Bardzo byłam ciekawa, co kryje się pod tym tytułem. Zanim przeczytałam treść, pomyślałam, że tytuł jest beznadziejny (te majuskuły, ten zaimek, ta wilgoć - ble). Kiedy przeczytałam treść, a czytałam ją kilka razy, zdałam sobie sprawę, jak bardzo się myliłam, jak niesamowicie intrygujący jest ten tytuł, jakże spójny z treścią, jak zaczepia czytelnika i co ważne, aż dwa obrazy mi się w nim sczytują, a co ważniejsze, mnie współgra z tą dupą. Nie czepiałabym się jej, bo w kontekście liryzmu jaki przenika treść (trzeba też wziąć pod uwagę drugie dno przekazu), to jest tak kontrastowe i wyraziste, że aż bezczelne i w tym cały sęk. Tu nie chodzi o dopowiedzenie, to miało być widoczne, mocno agresywne. Moim zdaniem, co miało w tym wierszu wybrzmieć, wybrzmiało. Wiersz bdb.

grudzień 11, 2023 23:48

No- tu i tam widać to i owo

Momentami jednak widać światełko

Powodzenia

grudzień 11, 2023 23:18

Paweł
re:
Zgadzam się, ta "dupa" jest sztucznie doczepiona do tego wiersza, nie wiem po co.
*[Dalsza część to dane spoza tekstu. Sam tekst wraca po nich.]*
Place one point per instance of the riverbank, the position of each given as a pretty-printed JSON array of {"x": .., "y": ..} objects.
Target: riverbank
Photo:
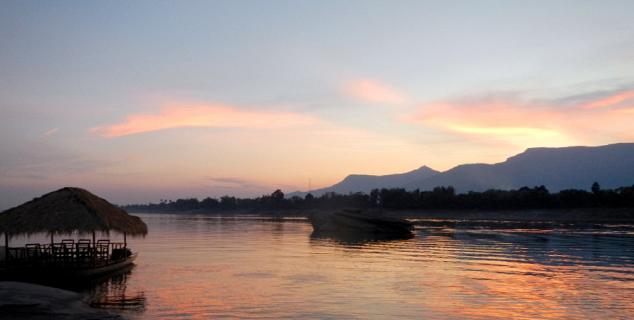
[
  {"x": 583, "y": 215},
  {"x": 20, "y": 300}
]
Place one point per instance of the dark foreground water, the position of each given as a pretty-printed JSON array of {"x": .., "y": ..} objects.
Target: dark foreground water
[{"x": 201, "y": 267}]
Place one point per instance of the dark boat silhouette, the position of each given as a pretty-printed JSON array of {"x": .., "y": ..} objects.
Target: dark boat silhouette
[{"x": 357, "y": 222}]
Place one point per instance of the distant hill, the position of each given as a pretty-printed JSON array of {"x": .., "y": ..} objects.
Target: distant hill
[
  {"x": 365, "y": 183},
  {"x": 556, "y": 168}
]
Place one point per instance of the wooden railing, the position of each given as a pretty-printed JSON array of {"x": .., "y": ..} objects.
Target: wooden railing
[{"x": 67, "y": 253}]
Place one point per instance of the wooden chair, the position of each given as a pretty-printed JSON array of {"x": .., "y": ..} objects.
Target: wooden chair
[{"x": 103, "y": 249}]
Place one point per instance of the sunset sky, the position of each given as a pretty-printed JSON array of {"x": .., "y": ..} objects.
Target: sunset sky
[{"x": 141, "y": 101}]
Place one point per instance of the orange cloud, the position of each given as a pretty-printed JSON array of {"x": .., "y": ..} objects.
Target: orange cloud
[
  {"x": 532, "y": 124},
  {"x": 367, "y": 90},
  {"x": 611, "y": 100},
  {"x": 202, "y": 115}
]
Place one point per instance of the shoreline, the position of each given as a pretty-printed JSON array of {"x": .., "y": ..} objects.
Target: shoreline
[{"x": 578, "y": 215}]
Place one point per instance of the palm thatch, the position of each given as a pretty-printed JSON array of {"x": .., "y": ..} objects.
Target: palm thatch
[{"x": 68, "y": 210}]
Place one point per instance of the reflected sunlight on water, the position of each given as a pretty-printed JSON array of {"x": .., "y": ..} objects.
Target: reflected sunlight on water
[{"x": 203, "y": 266}]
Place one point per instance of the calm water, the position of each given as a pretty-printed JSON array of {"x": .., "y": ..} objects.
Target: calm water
[{"x": 203, "y": 267}]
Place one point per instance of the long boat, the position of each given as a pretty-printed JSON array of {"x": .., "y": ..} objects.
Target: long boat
[
  {"x": 42, "y": 264},
  {"x": 360, "y": 223}
]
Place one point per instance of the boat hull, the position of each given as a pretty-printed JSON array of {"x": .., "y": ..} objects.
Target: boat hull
[
  {"x": 51, "y": 272},
  {"x": 359, "y": 223}
]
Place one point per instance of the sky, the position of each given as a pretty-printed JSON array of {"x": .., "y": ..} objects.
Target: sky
[{"x": 139, "y": 101}]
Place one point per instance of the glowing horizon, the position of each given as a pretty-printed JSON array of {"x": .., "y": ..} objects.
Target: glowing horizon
[{"x": 207, "y": 99}]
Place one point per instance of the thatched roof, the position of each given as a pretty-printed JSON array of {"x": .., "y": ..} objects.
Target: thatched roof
[{"x": 68, "y": 210}]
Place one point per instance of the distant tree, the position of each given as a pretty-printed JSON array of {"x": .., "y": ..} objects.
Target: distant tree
[{"x": 596, "y": 188}]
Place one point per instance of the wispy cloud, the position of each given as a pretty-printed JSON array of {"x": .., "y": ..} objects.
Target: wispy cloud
[
  {"x": 612, "y": 100},
  {"x": 50, "y": 132},
  {"x": 372, "y": 91},
  {"x": 204, "y": 115},
  {"x": 529, "y": 123}
]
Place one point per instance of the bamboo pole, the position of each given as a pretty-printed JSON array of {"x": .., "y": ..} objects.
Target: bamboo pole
[{"x": 6, "y": 246}]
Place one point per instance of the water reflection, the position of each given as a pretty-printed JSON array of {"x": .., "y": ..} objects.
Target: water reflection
[
  {"x": 353, "y": 239},
  {"x": 113, "y": 294},
  {"x": 194, "y": 266}
]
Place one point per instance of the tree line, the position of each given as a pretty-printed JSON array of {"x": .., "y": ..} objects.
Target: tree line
[{"x": 401, "y": 199}]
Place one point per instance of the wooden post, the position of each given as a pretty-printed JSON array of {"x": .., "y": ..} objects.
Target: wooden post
[{"x": 6, "y": 246}]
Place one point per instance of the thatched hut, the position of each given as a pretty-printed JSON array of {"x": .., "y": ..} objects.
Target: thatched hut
[{"x": 66, "y": 211}]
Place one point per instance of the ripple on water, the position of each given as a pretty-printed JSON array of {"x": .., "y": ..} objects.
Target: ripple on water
[{"x": 201, "y": 267}]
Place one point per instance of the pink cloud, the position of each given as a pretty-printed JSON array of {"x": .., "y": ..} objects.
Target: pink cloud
[
  {"x": 611, "y": 100},
  {"x": 518, "y": 122},
  {"x": 50, "y": 132},
  {"x": 368, "y": 90},
  {"x": 203, "y": 115}
]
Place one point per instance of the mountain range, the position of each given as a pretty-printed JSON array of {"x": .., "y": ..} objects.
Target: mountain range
[{"x": 611, "y": 166}]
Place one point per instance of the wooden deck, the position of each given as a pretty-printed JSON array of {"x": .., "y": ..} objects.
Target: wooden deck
[{"x": 65, "y": 259}]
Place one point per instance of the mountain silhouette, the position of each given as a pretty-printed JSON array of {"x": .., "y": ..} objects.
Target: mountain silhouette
[{"x": 612, "y": 166}]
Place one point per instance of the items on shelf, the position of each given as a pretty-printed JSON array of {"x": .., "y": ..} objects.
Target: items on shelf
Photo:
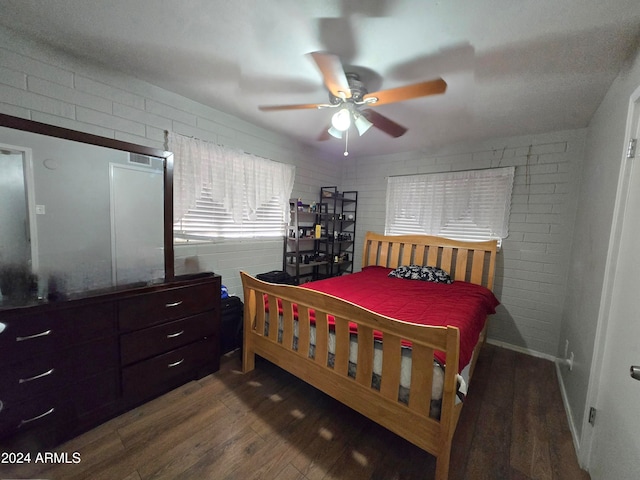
[{"x": 320, "y": 236}]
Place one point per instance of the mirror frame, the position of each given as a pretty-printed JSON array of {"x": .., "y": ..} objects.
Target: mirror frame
[{"x": 17, "y": 123}]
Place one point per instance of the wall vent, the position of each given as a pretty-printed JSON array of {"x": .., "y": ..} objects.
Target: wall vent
[{"x": 140, "y": 159}]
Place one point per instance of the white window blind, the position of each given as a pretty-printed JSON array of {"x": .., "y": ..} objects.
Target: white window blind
[
  {"x": 469, "y": 205},
  {"x": 225, "y": 193}
]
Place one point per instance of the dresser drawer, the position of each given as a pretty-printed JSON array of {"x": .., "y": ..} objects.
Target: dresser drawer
[
  {"x": 59, "y": 408},
  {"x": 157, "y": 307},
  {"x": 136, "y": 346},
  {"x": 53, "y": 330},
  {"x": 166, "y": 371},
  {"x": 30, "y": 377}
]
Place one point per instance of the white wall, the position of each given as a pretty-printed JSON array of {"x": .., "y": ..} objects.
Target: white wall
[
  {"x": 604, "y": 152},
  {"x": 532, "y": 267},
  {"x": 41, "y": 84}
]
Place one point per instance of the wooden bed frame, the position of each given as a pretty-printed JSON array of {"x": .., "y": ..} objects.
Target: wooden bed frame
[{"x": 472, "y": 262}]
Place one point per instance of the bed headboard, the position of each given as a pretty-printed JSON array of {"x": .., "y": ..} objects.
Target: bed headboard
[{"x": 472, "y": 262}]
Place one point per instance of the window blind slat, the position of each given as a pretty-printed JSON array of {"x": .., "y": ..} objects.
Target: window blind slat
[{"x": 468, "y": 205}]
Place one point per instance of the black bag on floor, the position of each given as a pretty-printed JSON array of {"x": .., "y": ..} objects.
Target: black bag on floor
[{"x": 276, "y": 276}]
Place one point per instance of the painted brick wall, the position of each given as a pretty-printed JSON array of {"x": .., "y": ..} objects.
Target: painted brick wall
[
  {"x": 41, "y": 84},
  {"x": 532, "y": 266}
]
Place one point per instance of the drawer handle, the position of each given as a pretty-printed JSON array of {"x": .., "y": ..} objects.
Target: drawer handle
[
  {"x": 175, "y": 364},
  {"x": 25, "y": 380},
  {"x": 29, "y": 420},
  {"x": 29, "y": 337}
]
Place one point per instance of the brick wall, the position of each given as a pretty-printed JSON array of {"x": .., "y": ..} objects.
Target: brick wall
[
  {"x": 41, "y": 84},
  {"x": 532, "y": 267}
]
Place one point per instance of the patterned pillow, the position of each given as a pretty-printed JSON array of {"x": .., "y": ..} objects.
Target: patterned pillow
[{"x": 416, "y": 272}]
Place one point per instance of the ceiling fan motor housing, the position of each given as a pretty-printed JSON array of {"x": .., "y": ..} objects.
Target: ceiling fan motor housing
[{"x": 358, "y": 90}]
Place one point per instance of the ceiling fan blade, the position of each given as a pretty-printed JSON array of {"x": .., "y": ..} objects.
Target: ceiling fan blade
[
  {"x": 332, "y": 73},
  {"x": 383, "y": 123},
  {"x": 423, "y": 89},
  {"x": 302, "y": 106}
]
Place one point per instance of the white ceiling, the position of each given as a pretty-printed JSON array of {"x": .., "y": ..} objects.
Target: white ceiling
[{"x": 512, "y": 66}]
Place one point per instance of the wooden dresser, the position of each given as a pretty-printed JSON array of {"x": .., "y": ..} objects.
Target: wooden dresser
[{"x": 67, "y": 366}]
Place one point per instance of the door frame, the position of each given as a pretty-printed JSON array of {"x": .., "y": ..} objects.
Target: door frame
[
  {"x": 622, "y": 194},
  {"x": 30, "y": 198}
]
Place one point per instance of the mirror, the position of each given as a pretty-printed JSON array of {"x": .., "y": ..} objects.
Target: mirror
[{"x": 79, "y": 213}]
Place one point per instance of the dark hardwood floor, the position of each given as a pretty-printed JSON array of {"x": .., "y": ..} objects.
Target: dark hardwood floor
[{"x": 269, "y": 425}]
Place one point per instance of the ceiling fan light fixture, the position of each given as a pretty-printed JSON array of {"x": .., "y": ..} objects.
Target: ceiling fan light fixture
[
  {"x": 341, "y": 120},
  {"x": 334, "y": 132},
  {"x": 361, "y": 123}
]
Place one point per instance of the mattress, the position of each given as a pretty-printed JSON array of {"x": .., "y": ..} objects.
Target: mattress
[
  {"x": 459, "y": 304},
  {"x": 405, "y": 365}
]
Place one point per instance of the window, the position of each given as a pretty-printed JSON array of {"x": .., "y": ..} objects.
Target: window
[
  {"x": 220, "y": 192},
  {"x": 470, "y": 205}
]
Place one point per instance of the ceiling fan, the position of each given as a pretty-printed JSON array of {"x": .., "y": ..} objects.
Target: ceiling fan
[{"x": 349, "y": 95}]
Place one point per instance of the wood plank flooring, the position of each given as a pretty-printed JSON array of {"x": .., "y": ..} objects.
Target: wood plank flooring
[{"x": 269, "y": 425}]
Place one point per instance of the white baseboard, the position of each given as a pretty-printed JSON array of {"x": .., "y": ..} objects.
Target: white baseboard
[
  {"x": 558, "y": 362},
  {"x": 567, "y": 409}
]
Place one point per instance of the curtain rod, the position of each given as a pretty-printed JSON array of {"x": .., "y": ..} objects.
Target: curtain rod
[{"x": 166, "y": 137}]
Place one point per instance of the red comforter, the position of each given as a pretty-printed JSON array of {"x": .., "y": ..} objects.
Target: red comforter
[{"x": 460, "y": 304}]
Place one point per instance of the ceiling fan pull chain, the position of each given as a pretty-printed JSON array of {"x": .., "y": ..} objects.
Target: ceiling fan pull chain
[{"x": 346, "y": 143}]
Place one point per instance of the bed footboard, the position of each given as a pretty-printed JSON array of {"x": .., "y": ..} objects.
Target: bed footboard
[{"x": 300, "y": 307}]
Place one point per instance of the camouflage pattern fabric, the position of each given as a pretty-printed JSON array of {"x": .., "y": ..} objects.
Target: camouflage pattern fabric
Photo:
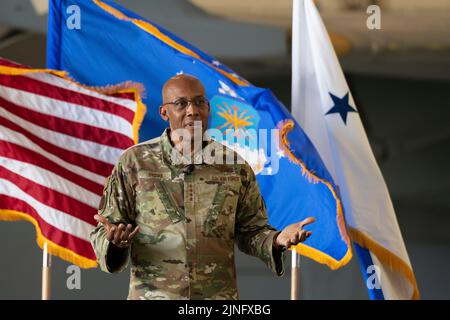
[{"x": 189, "y": 223}]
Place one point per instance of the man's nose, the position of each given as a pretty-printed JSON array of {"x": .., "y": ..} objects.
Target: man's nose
[{"x": 192, "y": 110}]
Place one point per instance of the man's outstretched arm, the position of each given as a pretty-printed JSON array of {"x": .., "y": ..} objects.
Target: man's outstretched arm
[{"x": 114, "y": 234}]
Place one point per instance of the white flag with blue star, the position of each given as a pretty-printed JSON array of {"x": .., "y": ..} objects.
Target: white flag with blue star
[{"x": 324, "y": 107}]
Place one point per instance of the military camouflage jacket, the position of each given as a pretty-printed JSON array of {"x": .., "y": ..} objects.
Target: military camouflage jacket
[{"x": 188, "y": 222}]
A ja się nie zgadzam, bo ta dupa to wnętrze każdego oka, gdzie pustka próbuje wiązać poezję, nie zapominając o wierze, jaka wypływa z absolutu każdej duszy człowieka.
A co jest 'po środku' jej?
**************************************

Mithril!
Jestem już w domu!!

'bez obaw pokazujemy dupę kostycznemu miastu znad sprywatyzowanej kałuży'
!!

I tak trzeba

Pzdr!

grudzień 10, 2023 19:27

Pewien sprośny limeryk
czcił część ciała na cztery
litery i to ONA
była ciągle chwalona.
Zaś sam wiersz nie zrobił kariery.

;o)

grudzień 10, 2023 19:10

A komu ona przeszkadza?
Dupa jak twarz, Każdy ma swoją i bez niej, ani rusz.

grudzień 10, 2023 15:36

A tu widzę dalej tej ni przypiął ni przyłatał "dupy" nie usunąłeś.

grudzień 03, 2023 17:23

*pośrodku. Zapomniałem dodać, że tytuł genialny.

grudzień 03, 2023 02:04


Wracam z uzupełnieniem. Menisk wypukły, nienasycony, bez okresowych wiązań. W poprzednim wcieleniu byłem mongolskim szamanem, a żoną największą plotkarą. Co by się zgadzało.